Société

Les mots suffisent ils pour tout dire ? C’est sûr : notre univers est peuplé de mots. Ce sont comme autant de briques nécessaires à la construction d’une maison. Mais les briques sont fort variées. Il y a des briques pleines et des briques creuses. Il y a des briques séchées au soleil et des briques cuites au feu. Les mots sont à l’image des briques : différents, divers, à fonctions multiples, à usages pluriels.

Les mots et expressions ici concernés, sont ceux et celles que l’usage courant impose. Ils nous servent à dire ce que nous ne pensons pas vraiment. Ils nous amènent à penser à ce à quoi nous ne croyons pas du tout. En somme, de fausses briques pour construire de fausses maisons. Des mots-pièges qui mentent. Des mots piégés pour nous mentir et mentir aux autres.

 » La lutte contre la pauvreté ». Voilà le cheval de bataille des   ONG internationales, des institutions onusiennes, des gouvernements de pays développés.
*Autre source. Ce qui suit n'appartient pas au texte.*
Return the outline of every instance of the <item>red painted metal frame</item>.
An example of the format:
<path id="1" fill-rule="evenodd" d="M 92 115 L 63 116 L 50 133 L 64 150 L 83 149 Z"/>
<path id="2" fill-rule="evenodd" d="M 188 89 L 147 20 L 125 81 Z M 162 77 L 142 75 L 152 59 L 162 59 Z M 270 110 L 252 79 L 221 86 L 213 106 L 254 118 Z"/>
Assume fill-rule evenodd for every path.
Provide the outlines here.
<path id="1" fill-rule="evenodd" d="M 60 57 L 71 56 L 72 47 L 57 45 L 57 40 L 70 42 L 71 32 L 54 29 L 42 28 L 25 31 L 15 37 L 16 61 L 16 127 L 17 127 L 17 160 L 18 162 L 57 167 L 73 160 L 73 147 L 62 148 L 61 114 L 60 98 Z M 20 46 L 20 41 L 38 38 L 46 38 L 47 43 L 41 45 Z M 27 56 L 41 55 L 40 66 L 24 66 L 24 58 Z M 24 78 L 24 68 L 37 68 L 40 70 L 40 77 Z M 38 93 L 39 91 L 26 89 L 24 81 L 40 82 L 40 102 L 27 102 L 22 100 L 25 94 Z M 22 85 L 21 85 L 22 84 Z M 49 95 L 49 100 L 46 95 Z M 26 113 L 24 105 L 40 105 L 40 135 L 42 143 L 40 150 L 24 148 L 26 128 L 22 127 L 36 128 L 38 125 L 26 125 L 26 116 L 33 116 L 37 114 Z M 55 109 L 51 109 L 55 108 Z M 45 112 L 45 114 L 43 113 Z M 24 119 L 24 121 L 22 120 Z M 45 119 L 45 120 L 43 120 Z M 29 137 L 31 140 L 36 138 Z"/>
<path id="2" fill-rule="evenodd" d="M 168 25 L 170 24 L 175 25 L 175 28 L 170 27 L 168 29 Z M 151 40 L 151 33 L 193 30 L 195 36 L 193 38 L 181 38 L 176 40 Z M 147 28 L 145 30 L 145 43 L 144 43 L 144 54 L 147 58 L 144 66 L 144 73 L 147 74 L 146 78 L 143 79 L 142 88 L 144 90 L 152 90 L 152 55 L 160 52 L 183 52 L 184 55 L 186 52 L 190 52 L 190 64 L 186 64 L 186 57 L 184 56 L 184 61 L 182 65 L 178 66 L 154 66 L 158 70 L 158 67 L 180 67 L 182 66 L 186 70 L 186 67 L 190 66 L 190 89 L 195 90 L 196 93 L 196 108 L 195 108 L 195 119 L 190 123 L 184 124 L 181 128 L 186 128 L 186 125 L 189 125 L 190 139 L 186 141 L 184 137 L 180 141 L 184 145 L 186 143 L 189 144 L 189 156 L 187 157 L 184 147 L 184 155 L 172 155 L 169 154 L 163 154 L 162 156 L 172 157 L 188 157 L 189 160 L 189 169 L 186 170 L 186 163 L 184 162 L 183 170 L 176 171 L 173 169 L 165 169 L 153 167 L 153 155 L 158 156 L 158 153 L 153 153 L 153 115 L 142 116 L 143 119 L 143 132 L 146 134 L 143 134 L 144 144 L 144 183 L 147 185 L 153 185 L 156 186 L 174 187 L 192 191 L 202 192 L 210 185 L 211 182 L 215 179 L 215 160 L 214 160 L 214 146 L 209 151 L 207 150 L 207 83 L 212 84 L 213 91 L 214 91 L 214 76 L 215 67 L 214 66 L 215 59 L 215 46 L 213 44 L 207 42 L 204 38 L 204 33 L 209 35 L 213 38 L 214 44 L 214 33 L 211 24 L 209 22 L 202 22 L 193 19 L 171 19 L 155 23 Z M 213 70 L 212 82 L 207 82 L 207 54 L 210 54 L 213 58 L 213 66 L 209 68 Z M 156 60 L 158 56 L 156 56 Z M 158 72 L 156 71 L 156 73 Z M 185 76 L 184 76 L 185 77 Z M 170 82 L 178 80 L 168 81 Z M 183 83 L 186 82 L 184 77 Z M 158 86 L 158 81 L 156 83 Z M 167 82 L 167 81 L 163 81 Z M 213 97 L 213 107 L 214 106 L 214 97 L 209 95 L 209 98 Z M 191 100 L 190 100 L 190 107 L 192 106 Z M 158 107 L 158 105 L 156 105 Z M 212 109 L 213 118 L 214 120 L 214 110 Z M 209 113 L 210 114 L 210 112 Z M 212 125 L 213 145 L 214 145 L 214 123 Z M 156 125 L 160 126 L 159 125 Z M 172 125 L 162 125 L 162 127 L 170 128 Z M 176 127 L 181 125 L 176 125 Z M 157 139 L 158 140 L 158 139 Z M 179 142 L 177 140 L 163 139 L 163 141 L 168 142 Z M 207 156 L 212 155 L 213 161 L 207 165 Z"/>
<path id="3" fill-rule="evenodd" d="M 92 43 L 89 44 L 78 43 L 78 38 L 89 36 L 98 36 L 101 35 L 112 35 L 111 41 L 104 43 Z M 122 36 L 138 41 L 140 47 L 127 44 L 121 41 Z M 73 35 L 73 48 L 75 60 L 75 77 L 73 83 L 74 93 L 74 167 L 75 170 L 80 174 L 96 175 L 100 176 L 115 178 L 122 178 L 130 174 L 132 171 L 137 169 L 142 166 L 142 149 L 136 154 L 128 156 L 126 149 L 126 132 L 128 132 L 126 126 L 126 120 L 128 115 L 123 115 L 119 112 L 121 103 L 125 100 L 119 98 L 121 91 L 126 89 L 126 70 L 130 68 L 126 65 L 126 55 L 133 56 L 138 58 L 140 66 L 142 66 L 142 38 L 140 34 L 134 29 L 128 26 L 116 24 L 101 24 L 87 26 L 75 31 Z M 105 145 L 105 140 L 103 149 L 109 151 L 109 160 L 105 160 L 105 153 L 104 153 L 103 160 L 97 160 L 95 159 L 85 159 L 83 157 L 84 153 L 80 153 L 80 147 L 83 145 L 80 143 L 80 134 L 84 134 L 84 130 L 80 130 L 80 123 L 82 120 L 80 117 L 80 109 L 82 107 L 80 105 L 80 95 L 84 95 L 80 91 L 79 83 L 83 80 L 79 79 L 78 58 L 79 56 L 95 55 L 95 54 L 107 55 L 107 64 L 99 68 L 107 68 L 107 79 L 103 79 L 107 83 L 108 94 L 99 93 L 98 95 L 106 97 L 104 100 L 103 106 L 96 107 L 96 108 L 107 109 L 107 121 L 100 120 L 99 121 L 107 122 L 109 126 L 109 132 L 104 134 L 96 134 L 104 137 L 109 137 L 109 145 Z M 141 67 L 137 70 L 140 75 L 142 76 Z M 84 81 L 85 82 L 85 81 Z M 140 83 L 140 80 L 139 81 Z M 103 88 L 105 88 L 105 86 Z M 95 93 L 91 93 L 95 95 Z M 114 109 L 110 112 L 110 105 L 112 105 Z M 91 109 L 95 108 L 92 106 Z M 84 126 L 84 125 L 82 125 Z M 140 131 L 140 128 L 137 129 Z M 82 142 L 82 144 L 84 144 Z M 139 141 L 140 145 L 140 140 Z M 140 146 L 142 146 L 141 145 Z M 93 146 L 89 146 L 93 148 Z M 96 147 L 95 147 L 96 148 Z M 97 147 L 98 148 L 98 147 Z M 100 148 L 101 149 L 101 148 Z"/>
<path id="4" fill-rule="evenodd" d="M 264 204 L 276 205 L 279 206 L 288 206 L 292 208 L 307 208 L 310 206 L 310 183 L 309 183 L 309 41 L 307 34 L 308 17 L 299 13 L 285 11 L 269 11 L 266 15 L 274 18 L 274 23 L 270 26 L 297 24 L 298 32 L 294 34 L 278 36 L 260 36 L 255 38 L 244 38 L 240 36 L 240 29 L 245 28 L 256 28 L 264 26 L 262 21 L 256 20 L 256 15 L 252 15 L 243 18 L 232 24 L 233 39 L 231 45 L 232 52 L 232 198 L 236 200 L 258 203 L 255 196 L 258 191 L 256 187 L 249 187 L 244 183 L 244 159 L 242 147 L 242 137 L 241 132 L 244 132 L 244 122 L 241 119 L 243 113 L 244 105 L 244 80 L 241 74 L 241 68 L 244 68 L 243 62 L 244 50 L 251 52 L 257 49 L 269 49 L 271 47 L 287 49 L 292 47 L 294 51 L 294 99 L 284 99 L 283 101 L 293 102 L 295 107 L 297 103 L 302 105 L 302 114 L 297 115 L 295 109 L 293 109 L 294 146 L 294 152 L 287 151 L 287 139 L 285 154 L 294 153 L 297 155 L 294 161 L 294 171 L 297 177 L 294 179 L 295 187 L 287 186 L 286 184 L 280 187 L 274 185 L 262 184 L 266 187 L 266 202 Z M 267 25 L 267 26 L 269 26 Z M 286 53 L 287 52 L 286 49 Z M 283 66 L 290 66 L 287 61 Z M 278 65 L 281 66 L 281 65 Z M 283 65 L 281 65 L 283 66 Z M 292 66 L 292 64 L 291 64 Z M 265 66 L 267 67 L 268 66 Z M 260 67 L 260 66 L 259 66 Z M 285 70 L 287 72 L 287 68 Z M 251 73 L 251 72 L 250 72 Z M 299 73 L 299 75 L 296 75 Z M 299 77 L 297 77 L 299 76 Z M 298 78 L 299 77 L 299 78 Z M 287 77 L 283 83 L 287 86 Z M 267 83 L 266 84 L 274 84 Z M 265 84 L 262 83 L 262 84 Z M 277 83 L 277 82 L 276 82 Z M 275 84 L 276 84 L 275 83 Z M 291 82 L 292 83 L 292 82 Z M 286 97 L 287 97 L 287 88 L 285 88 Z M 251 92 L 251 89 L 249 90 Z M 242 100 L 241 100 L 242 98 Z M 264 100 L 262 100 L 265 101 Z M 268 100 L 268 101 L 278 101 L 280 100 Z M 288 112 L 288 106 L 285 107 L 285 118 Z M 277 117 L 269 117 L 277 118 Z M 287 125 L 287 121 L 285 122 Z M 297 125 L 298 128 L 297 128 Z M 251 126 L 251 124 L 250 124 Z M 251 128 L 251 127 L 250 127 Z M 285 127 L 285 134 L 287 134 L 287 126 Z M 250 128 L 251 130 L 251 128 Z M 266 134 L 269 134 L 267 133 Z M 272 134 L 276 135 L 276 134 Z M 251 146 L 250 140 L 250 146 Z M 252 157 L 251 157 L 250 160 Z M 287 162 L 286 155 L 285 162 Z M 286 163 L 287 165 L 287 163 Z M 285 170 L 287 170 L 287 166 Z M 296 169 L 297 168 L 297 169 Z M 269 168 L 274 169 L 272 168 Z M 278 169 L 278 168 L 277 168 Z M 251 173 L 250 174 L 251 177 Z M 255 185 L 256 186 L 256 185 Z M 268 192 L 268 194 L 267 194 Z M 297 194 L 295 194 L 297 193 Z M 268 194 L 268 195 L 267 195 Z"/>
La géographie de la misère ayant permis de délimiter des zones humaines sinistrées, alors, en avant pour la « lutte contre la pauvreté » ! Et pourquoi les « damnés de la terre » au secours desquels l’on vole aussi promptement ne préfèreraient-ils pas à la « lutte contre la pauvreté » « la lutte pour la prospérité », « la lutte pour la richesse » ? Nous savons pourtant que ce sont les mots que nous répétons, que nous ressassons qui font notre réalité. Dominant et imprégnant nos pensées, ces mots finissent par déterminer notre état d’esprit. En plus clair, qui lutte contre la pauvreté pourrait se condamner à n’avoir plus, dans son champ de vision, que la pauvreté. Jamais, il ne comprendra la nécessité de lutter pour la richesse.

Qu’entend-on par « Pays en développement » ? C’est l’expression charitablement usitée pour éviter de dire « pays sous-développés ». Le « en développement » induit une manière d’être. Alors que le « sous-développé » enferme et fige en un état. Plutôt une pâle lueur d’espoir que le vide abyssal du néant.  Mais, à la vérité, et pour ne pas se payer de mots, tous les pays du monde sont dans un processus continu de recherche de bien être, de mieux être. Demanderiez-vous aux Etats-Unis, sous prétexte d’être un pays développé, d’arrêter le développement de leurs infrastructures, de cesser de créer des emplois ? Le développement n’est pas une destination. Le développement est un chemin, un processus sans fin. « Développés » ou « Sous-développés », tous les pays du monde sont en développement. Telle est la vérité.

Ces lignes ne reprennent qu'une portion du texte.